Palestinians and IDF Continue Standoff on Eve of Baker Visit

The tense standoff at A-Najah University in Nablus continued Thursday, with the Israel Defense Force maintaining a cordon around the campus to prevent students from leaving without interrogation and body search.

The army also turned back supplies of food and water sent to the beleaguered students.

The heated situation began Tuesday afternoon, during student elections on campus, when the IDF received information that armed Palestinians, wanted by security forces, were inside the campus.

It was the first test of Prime Minister Yitzhak Rabin’s government in the territories and comes on the eve of a visit here by U.S. Secretary of State James Baker, who is eager to push forward the Middle East peace talks.

The IDF was still declaring the university area a “closed military area,” effectively barring journalists from entering to cover events there.

Israeli and foreign journalists have been forced to limit their coverage to bland statements by IDF spokespersons and emotional telephone reports from Nablus residents and from East Jerusalem Palestinian leader Faisal Husseini, who has set up “situation rooms” in Nablus and Jerusalem.

Israeli defense establishment officials say that between 1,000 and 1,500 students are inside the campus and include an estimated 10 or so wanted terrorists with firearms.

To complaints that the students are now running out of food, Israeli army spokespersons respond by saying: “They are all free to leave whenever they like. But they must first submit to interrogation for identification, and a search for weapons. Not all will necessarily be interrogated, but we will chose who to stop.”

RABIN EXPRESSES REGRET

Student spokespersons put the number of students on campus as about 4,000, and say they will not leave while the threat of search and interrogation hangs over them.
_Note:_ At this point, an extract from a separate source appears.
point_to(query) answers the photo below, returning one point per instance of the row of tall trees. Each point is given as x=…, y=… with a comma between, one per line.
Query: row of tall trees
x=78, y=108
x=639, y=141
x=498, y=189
Husseini said the IDF blockade of the university could hardly be called a good start to what newly installed Prime Minister Yitzhak Rabin has promised will be accelerated and continuous peace talks.

Rabin himself implicitly criticized the previous Likud government and the military authorities for allowing the present situation to arise.

In a television interview Wednesday, Rabin said, “I am very sorry about the combination of circumstances. I did not decide to hold student council elections at A-Najah University. I do not know who determined this, or why,” he said.

The new prime minister said that even as late as Wednesday morning, “I still did not know that such elections were being conducted. Whoever determined these elections should have been prepared for them. They should have examined those entering — not those leaving.”

Meanwhile, the IDF imposed a curfew on the Yibna refugee camp in the Gaza Strip, after escalation in factional fighting among Palestinians.

Some 1,000 supporters of the main Fatah branch of the Palestine Liberation Organization raided a mosque in the camp, where supporters of the Moslem fundamentalist group Hamas fired on the intruders.